The CFR hopes that anti-al Qaeda sentiment will inspire unity among Iraqi, U.S., Afghan and Saudi rulers, and deter hostile Iran and Russia:
For the first time since 2011, when U.S. troops left Iraq, Washington has leverage with recalcitrant leaders like [Iraq’s] Maliki....This spreading war makes U.S. coercive diplomacy critical not just to dealing with Iraq, but also to pressuring Saudi Arabia, Iran, and Russia (which is contracting with Iraq to sell arms) to cooperate. With increasingly desperate partners in Baghdad and Kabul, Washington now has its chance.
Oil, the Crucial Factor
The deadly Iraq intrigue involves ExxonMobil up to its elbows. The company’s vast and growing operations in the country are aimed at controlling Iraqi oil sources of which rival Chinese bosses need more every day. Exxon is also seeking to destabilize the troublesome Nuri al-Maliki regime. In particular, the company is undermining the Baghdad regime by cutting oil-pumping deals with Iraq’s self-governing Kurdish bosses in the north. The plan is to ship Kurdish crude through Turkey, which war secretary Chuck Hagel is courting as an ally in future global wars.
“ExxonMobil has spudded [begun drilling — Ed.] at the Pirmam block in Erbil province and has erected a rig in preparation for drilling at the al-Qush block in Ninewa province, breaking ground for the first time in the super major’s six-block deal with the autonomous Kurdistan region” (Iraq Oil Report, 1/10/14).
“A Kurdish export deal may be just the tip of a broader wedge that could split Iraq in two” (Oil Price, 1/5/14). The Obama administration is working hand-in-glove with arch-imperialist Exxon in weakening Maliki. Vice President Joseph Biden has become a salesman for Exxon (just as Obama is shilling for Boeing, see page 4):
In a phone call with the Kurdish Regional Government’s President, Masoud Barzani...U.S. Vice President Joseph Biden also addressed the issue, encouraging the regional leader to find a common way forward on oil exports [through Turkey] and revenue sharing. An agreement also stands to benefit oil firms that have bet on Iraqi Kurdistan, despite drawing the ire of Baghdad. Major oil companies led by Exxon Mobil Corp. and Chevron Corp. have followed wildcatters like London-listed Genel Energy PLC into the region.

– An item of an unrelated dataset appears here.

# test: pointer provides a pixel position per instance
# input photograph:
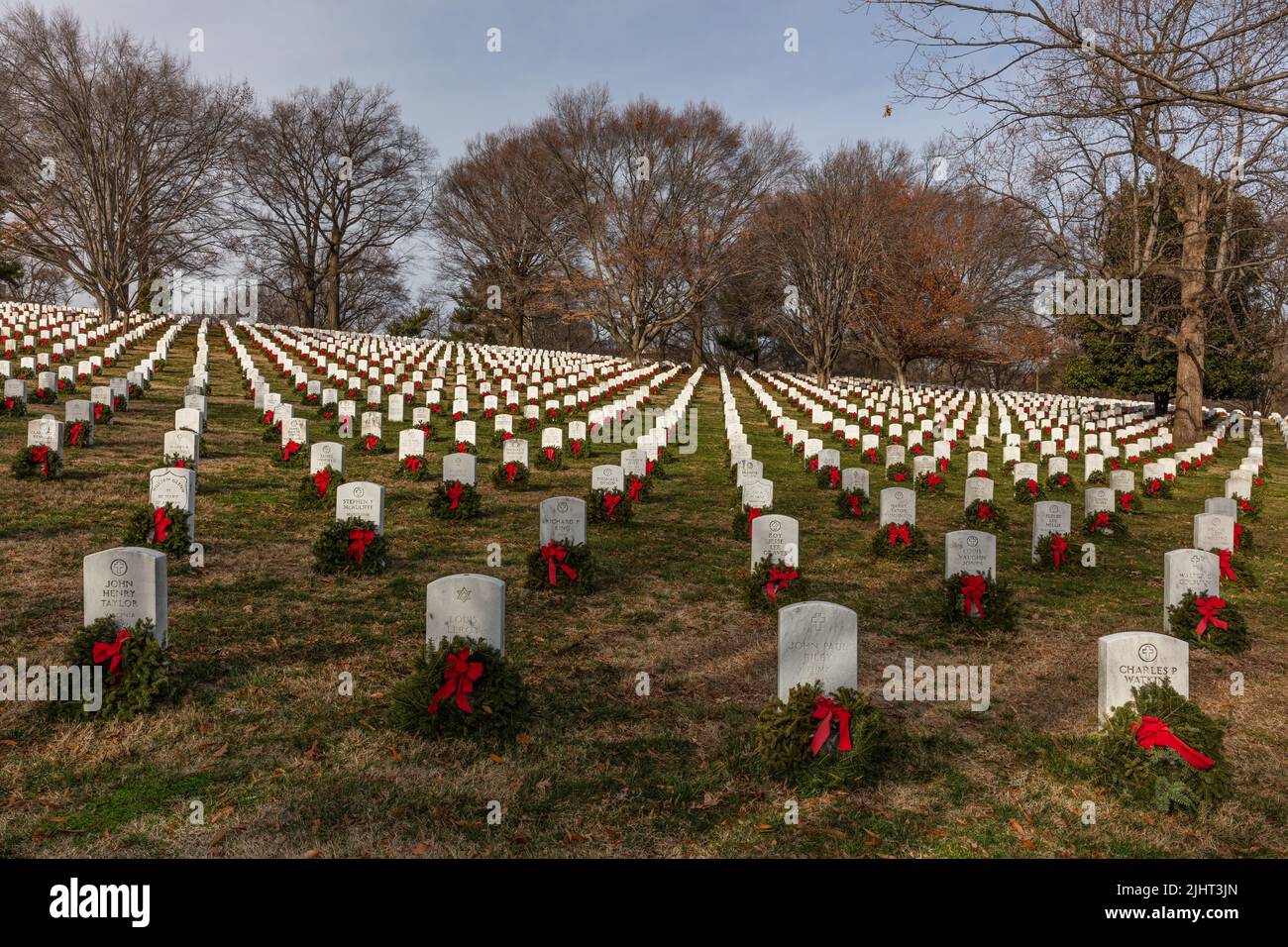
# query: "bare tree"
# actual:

It’s not just Kurdistan that makes Exxon and Maliki enemies. Exxon has a majority stake in Iraq’s largest southern oil field, West Qurna 1 — the main prize of the Bush wars and Clinton sanctions that killed millions. But in Exxon’s eyes, the terms at West Qurna are too favorable to Baghdad. Unlike the Kurdish production-sharing agreement, under which Exxon owns much of the oil it pumps, the West Qurna deal is strictly a service contract. Baghdad’s would-be billionaires pay Exxon less than $2 per barrel to extract oil that Iraq’s bosses are then free to sell. For two years Exxon has been threatening to pull out of southern Iraq, where its technological expertise is indispensable to the Maliki gang’s profits, unless it gets a piece of the pie. Maliki “needs a real air force to fight the Qaeda occupiers” (CFR). The U.S. will arm him only if he toes the Exxon line on oil ownership.

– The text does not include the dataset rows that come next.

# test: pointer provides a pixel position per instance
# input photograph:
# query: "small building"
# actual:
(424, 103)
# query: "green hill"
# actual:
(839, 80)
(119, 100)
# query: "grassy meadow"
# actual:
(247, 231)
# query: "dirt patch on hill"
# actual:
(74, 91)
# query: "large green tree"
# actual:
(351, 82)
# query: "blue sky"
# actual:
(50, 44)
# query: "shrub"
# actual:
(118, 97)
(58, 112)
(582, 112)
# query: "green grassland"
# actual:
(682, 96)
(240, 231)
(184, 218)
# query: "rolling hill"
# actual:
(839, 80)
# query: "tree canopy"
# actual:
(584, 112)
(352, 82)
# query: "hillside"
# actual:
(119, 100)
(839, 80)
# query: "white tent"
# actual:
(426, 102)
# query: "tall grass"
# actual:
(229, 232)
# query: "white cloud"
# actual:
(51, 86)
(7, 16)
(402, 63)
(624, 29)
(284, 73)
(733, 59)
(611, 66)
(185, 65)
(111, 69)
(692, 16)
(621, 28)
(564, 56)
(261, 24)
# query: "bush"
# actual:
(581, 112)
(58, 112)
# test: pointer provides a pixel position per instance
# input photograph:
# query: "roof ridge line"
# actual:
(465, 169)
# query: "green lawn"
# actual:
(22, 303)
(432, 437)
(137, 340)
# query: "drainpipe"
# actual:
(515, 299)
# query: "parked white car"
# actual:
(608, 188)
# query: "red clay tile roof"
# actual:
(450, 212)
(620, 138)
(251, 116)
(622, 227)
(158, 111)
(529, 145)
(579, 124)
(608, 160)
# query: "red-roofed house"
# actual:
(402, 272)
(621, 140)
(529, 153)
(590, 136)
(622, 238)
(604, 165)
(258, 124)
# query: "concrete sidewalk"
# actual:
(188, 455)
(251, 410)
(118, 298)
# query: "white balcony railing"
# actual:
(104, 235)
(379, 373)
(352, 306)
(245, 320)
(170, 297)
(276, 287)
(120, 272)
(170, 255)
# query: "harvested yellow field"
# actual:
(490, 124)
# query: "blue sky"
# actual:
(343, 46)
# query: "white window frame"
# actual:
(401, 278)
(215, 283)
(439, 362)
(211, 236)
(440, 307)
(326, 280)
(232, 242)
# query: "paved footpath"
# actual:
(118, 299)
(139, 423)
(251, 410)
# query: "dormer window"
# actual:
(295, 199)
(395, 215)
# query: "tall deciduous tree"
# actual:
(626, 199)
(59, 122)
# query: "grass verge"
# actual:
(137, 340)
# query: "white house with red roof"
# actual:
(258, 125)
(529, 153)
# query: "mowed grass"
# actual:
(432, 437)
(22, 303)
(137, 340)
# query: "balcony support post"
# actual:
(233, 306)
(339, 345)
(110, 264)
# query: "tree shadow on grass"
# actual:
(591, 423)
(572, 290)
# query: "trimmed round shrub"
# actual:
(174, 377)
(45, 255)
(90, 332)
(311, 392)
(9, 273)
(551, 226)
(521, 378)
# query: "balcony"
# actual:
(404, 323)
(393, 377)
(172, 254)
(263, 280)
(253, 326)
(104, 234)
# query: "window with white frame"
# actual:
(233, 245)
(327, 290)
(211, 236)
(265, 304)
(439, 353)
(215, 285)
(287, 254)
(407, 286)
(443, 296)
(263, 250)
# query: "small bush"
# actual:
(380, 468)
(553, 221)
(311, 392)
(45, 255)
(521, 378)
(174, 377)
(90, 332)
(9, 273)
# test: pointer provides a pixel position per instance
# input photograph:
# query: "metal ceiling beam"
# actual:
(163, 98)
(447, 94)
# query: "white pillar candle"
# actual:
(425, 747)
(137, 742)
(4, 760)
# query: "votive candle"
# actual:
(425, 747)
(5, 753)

Inter-Imperialist Rivalry vs. Communist Revolution
The worldwide fight over energy resources has intensified inter-imperialist rivalries. In opposition to the U.S. rulers’ maneuvers, great swaths of the former Soviet Union have morphed into an anti-U.S., Russian-led armed coalition under Russia’s president, Vladimir Putin. Meanwhile, China’s economic rise puts it on a military collision course with the U.S. from the Persian Gulf to the East China Sea.

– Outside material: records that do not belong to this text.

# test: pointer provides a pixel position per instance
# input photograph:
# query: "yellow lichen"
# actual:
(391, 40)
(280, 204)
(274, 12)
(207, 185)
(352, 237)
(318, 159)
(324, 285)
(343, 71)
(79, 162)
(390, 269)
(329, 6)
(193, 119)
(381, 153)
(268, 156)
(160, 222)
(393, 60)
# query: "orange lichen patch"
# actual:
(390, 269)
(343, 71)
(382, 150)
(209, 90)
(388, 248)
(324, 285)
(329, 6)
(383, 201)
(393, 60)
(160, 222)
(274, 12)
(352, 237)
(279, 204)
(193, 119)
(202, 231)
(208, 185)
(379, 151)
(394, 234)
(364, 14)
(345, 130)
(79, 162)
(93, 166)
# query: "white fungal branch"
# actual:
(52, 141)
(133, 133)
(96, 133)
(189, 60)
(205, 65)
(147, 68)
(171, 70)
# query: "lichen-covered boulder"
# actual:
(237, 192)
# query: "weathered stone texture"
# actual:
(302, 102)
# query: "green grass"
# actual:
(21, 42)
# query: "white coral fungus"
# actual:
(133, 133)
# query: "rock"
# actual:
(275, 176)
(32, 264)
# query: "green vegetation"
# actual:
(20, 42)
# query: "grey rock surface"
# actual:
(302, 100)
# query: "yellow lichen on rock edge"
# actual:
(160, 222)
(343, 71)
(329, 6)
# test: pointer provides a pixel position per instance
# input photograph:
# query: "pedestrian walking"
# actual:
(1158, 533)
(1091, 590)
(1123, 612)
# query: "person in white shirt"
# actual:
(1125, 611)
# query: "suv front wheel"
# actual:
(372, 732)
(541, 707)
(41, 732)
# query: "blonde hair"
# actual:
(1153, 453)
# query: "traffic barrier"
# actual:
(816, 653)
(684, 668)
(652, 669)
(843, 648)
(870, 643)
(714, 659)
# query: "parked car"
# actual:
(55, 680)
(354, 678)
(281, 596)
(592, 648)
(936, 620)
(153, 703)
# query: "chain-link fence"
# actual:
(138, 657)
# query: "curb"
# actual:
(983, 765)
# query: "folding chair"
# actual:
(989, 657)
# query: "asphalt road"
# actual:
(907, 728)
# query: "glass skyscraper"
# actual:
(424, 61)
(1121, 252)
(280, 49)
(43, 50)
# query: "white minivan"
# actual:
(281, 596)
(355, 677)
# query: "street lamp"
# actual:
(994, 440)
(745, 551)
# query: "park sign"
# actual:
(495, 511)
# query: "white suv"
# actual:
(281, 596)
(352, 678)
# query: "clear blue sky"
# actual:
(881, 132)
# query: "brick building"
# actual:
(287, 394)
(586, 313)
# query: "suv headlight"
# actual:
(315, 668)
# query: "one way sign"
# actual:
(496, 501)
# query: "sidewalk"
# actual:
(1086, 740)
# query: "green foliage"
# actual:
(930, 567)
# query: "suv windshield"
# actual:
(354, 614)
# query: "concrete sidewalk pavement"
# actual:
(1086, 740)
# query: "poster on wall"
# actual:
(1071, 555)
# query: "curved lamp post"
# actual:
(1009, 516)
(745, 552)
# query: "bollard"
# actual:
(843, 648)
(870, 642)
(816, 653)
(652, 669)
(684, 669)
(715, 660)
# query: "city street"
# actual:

These rivalries spell death for the world’s workers, who have no stake in any side of the inter-imperialist fight. PLP says there is only one side for workers in the class war. It’s the side that produces all the wealth that the bosses steal from our labor. Our side is the working class. And our answer to imperialist war is a communist revolution that destroys capitalism and puts workers in power.